余談にはなりますが、一般に男性よりも女性のほうが脂肪がつきやすいのも、先祖の生活から説明ができます。食べ物が豊富に手に入るときはよいのですが、食べ物が手に入らない時期が続くと、まずは自分の空腹を満たすことになります。女性が自ら手に入れることができる木の実や貝には旬がありますので、旬の時期以外、女性と子供たちは男性が持ち帰ってくる獲物を待つことになります。
そして、男性が持ち帰った獲物は子供たちが食べた残りを女性たちが食べていたと考えられます。男性は腹が減っては狩りどころではありませんから、家族に獲物を持ち帰る前に自らの空腹を満たすことになります。
このような環境から、男性よりも女性のほうがエネルギーを多くためておかないと、命の危険があったわけです。だから、古墳等から出土する女性をかたどった「土偶」なども、現代の我々が見ると太ってだらしなく見えてしまうのですが、当時はこれが健康の証だったのです。
こう書くと「今は、そんな時代じゃない」と思われるかもしれませんが、人類が農業の技術や食料の保存の技術を手に入れたのは、ほんの数千年前のこと。日本国内でも物流が発達し、ある程度、食料が潤沢に行き渡るようになったのはこの50年ほどのことです。人類のDNAが「食料はいつでも手に入る(脂肪をためる必要はない)」ことを受け入れるにはまだまだ時間がかかるのです。

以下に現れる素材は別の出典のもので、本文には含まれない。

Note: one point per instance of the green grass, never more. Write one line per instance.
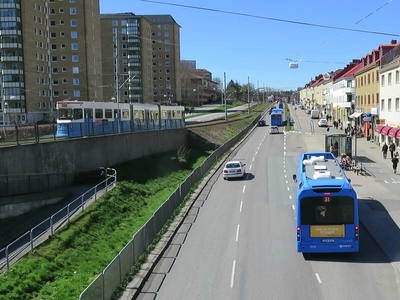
(63, 266)
(66, 264)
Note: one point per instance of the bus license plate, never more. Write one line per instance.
(328, 240)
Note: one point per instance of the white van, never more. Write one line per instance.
(315, 114)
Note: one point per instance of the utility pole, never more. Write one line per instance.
(248, 94)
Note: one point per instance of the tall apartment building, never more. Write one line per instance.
(144, 51)
(127, 58)
(49, 51)
(166, 58)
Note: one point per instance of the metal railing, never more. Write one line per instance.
(41, 232)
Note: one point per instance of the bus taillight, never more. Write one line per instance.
(356, 232)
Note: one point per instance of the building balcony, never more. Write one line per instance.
(348, 90)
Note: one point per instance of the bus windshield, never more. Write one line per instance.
(327, 210)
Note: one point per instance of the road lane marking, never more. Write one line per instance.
(233, 273)
(319, 279)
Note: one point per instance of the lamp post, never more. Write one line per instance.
(5, 113)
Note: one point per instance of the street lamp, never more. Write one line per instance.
(113, 99)
(5, 113)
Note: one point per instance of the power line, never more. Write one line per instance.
(276, 19)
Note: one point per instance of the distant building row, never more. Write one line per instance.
(59, 50)
(366, 92)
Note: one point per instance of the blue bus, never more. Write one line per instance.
(326, 206)
(277, 117)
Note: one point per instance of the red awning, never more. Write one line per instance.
(393, 131)
(385, 130)
(379, 128)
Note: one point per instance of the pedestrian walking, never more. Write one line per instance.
(392, 147)
(384, 150)
(395, 162)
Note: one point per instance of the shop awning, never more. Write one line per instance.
(379, 128)
(385, 130)
(393, 131)
(355, 115)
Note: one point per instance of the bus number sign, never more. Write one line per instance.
(327, 231)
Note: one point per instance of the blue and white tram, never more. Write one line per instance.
(85, 118)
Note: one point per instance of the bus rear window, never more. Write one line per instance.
(327, 210)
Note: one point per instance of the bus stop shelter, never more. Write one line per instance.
(340, 144)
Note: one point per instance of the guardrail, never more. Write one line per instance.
(38, 234)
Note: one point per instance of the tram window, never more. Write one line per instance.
(98, 113)
(78, 114)
(65, 114)
(125, 114)
(108, 113)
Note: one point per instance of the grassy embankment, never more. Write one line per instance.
(63, 266)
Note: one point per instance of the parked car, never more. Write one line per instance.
(273, 129)
(322, 123)
(233, 169)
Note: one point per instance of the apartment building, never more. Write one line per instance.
(166, 58)
(388, 129)
(127, 58)
(50, 51)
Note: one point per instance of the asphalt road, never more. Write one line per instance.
(239, 243)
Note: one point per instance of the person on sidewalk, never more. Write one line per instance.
(392, 147)
(395, 162)
(384, 150)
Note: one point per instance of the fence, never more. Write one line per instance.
(104, 285)
(34, 237)
(12, 185)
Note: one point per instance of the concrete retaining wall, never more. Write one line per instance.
(74, 155)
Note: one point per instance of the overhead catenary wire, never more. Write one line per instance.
(278, 19)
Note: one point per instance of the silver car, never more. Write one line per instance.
(273, 129)
(234, 169)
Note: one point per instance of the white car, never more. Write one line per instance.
(322, 123)
(273, 129)
(234, 169)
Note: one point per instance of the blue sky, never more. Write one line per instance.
(256, 48)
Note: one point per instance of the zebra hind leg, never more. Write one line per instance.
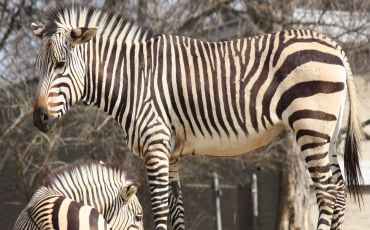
(315, 148)
(341, 196)
(157, 168)
(175, 197)
(340, 201)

脂肪は「脂肪細胞」と呼ばれる貯蔵庫に大切にしまわれている!
古代の祖先は体内にエネルギーを少しでも多くためるために2つの工夫をしていました。
1つめの工夫は、少しでも多くのエネルギーを少しの“かさ(嵩)”でためることができるよう、エネルギー効率のよい「脂肪」でためておくこと。ヒトのエネルギー源となる栄養素は炭水化物(糖質)、たんぱく質、脂質(脂肪)の3つです。そのうち、炭水化物とたんぱく質は1gあたり4kcalのエネルギーを出しますが、脂質は1gあたり9kcalのエネルギーを出すことができます。そのため、脂質は炭水化物やたんぱく質よりもエネルギー効率がよいため、体内に蓄積する際には脂質(脂肪)でためておくのが最も効率がいいのです。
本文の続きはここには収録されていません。